À bord, il me manque effectivement un pilote automatique ou un régulateur d'allure. Cela me soulagerait de beaucoup de choses. Mais ce n'était plus dans mon budget. J'ai aussi un peu hâte de retrouver une nouvelle chambre en colocation à mon retour. Pouvoir à nouveau accrocher un tableau au mur, se tenir debout et tourner en rond, ça va être bien !
Tu es encore en route - quand et où ce voyage doit-il se terminer ?
J'ai encore le temps jusqu'à l'automne. Je vais maintenant traverser le détroit de Corinthe, puis probablement quelques îles grecques - Mykonos, Delas, Naxos, Santorin - jusqu'en Crète, puis le Péloponnèse via Kithera. De là, je reviendrai en avion pour récupérer la remorque et ramener le bateau avec.
Quels sont tes autres projets de navigation ? Un tour du monde en Etap ?

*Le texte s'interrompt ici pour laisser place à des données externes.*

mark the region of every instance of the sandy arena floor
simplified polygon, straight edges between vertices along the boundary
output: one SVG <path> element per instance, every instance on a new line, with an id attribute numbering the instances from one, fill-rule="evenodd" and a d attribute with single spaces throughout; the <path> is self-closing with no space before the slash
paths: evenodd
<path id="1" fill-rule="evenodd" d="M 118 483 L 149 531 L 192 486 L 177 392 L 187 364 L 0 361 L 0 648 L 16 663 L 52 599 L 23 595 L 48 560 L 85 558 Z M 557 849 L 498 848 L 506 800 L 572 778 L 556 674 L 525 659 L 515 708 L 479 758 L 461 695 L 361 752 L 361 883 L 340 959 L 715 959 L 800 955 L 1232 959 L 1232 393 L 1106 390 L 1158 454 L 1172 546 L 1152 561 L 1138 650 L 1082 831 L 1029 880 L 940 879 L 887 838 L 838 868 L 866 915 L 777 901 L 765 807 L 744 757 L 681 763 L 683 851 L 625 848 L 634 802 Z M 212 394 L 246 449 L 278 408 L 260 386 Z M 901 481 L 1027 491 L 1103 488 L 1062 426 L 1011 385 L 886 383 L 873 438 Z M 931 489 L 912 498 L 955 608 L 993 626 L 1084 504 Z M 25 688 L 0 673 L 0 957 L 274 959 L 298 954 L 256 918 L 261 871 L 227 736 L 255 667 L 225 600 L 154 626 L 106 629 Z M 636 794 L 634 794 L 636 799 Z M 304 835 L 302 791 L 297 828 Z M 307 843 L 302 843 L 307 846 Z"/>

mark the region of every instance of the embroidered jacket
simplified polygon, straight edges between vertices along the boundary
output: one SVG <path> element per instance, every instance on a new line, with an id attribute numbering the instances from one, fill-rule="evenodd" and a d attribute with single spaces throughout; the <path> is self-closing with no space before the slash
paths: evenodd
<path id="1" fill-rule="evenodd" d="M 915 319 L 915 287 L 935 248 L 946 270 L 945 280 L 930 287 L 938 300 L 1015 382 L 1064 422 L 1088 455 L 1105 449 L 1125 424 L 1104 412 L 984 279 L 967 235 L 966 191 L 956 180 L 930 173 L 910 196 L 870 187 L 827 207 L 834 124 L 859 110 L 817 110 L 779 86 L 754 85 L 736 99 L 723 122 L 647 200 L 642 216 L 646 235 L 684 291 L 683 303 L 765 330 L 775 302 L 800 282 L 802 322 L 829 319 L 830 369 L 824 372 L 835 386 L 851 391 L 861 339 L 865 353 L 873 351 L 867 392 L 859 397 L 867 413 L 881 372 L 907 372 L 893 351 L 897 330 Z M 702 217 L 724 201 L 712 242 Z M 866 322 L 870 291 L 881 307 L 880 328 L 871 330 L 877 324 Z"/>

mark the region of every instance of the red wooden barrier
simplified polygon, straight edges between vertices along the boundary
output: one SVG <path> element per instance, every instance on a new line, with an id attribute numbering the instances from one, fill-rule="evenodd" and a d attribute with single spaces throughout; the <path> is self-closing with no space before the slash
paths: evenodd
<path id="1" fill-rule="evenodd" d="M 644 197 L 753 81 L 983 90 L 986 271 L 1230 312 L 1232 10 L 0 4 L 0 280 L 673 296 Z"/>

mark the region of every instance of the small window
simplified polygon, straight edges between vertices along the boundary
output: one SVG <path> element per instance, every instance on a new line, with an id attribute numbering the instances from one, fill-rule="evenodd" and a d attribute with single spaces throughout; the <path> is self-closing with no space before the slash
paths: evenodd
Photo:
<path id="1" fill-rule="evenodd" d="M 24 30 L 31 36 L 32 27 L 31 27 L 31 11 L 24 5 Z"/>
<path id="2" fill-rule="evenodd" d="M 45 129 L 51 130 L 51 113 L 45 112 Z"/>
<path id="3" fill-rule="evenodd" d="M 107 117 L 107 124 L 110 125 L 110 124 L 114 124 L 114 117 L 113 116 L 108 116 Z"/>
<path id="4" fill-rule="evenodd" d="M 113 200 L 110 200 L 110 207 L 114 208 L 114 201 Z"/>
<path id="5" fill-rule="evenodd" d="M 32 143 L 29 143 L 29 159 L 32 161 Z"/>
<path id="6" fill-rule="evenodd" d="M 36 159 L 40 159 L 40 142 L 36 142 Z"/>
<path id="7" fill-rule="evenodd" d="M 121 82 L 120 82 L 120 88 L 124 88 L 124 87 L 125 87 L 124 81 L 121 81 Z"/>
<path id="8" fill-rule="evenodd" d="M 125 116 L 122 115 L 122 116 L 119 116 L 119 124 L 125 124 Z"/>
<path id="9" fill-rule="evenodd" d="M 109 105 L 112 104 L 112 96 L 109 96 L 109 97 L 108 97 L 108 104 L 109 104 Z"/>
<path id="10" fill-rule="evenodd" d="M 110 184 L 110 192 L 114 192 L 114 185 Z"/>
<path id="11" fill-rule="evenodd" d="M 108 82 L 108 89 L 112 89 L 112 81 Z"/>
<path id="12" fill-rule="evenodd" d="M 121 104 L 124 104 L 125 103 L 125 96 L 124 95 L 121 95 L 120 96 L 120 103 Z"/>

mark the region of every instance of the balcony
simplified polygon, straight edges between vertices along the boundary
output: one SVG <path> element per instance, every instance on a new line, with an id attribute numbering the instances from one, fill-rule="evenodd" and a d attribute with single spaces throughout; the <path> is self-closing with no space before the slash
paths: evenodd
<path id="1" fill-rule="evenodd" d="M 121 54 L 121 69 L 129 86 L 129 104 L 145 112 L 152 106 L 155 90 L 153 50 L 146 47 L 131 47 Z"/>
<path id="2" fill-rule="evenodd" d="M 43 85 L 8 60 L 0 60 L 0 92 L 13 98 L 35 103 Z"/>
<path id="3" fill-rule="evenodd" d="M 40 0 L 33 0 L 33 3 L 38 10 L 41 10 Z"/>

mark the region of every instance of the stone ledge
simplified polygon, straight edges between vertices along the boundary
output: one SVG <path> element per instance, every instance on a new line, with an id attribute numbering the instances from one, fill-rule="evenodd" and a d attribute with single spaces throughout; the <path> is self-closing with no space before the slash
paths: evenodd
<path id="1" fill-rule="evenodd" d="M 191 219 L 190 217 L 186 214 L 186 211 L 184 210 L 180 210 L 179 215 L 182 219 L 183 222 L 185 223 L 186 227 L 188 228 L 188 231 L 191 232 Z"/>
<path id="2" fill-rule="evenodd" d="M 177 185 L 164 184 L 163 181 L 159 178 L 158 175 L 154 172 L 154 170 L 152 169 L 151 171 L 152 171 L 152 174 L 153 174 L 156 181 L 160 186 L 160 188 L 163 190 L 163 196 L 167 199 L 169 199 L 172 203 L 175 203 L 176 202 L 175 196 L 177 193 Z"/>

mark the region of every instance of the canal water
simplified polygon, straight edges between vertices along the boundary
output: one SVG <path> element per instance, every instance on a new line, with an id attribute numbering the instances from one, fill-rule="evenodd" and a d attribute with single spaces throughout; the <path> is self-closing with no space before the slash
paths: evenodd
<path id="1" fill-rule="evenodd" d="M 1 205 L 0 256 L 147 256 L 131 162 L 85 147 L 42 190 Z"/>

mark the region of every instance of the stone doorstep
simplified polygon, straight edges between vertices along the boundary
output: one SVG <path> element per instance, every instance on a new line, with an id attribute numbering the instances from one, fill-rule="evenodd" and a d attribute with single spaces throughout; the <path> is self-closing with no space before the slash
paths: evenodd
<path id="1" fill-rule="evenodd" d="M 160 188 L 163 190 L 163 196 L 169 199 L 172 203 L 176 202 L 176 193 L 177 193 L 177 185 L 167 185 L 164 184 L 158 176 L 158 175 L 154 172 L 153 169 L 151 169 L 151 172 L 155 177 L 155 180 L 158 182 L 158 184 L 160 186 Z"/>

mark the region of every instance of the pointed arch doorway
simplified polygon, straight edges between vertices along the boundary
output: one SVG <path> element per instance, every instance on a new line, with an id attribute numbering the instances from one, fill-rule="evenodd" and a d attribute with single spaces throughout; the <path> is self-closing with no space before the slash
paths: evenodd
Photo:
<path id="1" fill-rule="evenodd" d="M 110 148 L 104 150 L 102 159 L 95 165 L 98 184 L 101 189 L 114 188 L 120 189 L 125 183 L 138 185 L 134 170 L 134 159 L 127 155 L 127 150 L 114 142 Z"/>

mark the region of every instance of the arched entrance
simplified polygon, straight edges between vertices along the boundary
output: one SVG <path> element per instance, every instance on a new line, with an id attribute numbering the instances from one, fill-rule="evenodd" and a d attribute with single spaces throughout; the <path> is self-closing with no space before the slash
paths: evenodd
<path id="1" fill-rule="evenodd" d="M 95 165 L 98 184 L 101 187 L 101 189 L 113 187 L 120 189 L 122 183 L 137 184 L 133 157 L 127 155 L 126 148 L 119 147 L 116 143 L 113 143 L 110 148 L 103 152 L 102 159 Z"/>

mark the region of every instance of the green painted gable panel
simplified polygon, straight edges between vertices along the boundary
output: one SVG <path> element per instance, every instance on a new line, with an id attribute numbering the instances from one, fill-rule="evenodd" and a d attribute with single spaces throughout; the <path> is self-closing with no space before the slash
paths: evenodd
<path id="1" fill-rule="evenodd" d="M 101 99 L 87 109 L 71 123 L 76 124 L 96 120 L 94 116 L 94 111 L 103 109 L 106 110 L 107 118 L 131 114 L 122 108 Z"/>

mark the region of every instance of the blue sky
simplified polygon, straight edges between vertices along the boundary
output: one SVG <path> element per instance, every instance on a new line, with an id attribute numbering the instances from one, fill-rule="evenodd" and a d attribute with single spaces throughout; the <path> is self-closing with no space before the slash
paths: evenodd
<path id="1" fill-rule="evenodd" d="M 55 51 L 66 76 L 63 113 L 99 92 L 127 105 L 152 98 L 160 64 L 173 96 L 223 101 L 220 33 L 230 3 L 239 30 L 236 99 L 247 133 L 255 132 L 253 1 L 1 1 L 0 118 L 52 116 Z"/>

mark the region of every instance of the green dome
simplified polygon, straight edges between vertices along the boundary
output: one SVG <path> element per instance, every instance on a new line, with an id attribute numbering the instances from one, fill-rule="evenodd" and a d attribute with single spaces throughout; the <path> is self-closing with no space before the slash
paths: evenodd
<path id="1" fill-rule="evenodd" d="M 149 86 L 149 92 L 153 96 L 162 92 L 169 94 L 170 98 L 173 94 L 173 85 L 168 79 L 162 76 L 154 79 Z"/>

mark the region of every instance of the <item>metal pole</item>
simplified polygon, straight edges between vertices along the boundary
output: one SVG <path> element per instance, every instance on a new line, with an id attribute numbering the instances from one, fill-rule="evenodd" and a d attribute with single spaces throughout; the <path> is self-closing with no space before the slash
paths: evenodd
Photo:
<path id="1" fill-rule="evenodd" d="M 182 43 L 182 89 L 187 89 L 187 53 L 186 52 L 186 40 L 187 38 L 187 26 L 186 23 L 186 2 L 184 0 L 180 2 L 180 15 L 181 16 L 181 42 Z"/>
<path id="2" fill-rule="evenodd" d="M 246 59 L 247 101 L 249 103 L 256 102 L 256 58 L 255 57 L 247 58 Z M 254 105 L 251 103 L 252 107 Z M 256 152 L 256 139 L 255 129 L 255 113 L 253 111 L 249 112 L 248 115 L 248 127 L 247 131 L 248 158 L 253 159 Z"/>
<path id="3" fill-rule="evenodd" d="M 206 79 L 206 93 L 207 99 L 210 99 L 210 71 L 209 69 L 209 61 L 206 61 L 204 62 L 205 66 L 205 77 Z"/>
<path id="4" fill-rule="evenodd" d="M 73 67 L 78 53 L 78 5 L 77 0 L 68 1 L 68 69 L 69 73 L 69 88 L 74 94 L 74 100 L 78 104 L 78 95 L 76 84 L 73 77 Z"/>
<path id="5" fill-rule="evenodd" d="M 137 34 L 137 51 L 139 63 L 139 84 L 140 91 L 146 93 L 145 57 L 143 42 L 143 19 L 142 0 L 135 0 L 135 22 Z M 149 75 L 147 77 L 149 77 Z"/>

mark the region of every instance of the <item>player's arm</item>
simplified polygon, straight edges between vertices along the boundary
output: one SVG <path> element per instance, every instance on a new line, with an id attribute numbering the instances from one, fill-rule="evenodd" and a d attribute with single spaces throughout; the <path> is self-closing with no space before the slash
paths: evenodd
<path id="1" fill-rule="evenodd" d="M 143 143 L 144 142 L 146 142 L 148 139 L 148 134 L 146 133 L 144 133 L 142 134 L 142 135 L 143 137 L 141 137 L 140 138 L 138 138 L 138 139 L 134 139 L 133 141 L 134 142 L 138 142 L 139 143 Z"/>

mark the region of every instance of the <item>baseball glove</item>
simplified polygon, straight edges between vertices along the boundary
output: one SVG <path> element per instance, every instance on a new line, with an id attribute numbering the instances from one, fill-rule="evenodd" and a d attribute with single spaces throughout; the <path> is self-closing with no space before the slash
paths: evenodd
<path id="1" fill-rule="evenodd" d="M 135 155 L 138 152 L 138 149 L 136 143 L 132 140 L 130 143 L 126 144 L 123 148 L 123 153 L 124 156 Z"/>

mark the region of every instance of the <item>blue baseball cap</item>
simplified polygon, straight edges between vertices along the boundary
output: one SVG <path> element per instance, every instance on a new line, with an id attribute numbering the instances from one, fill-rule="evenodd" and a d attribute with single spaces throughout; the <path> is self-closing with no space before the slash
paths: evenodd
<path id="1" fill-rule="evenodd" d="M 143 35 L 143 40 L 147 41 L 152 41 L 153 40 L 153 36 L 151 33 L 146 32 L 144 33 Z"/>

Non, pas ça (rires). Mais je vais certainement garder le bateau. J'ai déjà vu beaucoup de belles zones de navigation en Europe. J'en visiterai certainement d'autres.
Luca Jehle a 26 ans et a obtenu un bachelor en géosciences à Heidelberg. Il profite du temps qui lui reste avant de commencer son master pour faire une croisière en petit bateau à travers la Méditerranée.
Luca Jehle navigue sur un Etap 21i construit en 2000. Il mesure 6,56 mètres de long, 2,49 mètres de large, possède une quille fixe avec un tirant d'eau de 0,70 mètre et un double safran. Le voilage pour la croisière se compose d'une grand-voile, d'un foc et d'un code zéro comme voile de petit temps. Le petit croiseur est propulsé par un hors-bord Yamaha de 10 CV. 50 litres d'eau dans le réservoir permettent au skipper d'être autonome pendant environ une semaine.
Dans son récit de voyage "Mal seh'n, wie weit wir kommen", Hans Habeck, père de famille, raconte le tour du monde de sa famille sur un Etap 21i. Le livre est paru en 2012 chez Delius Klasing et encore disponible en e-book.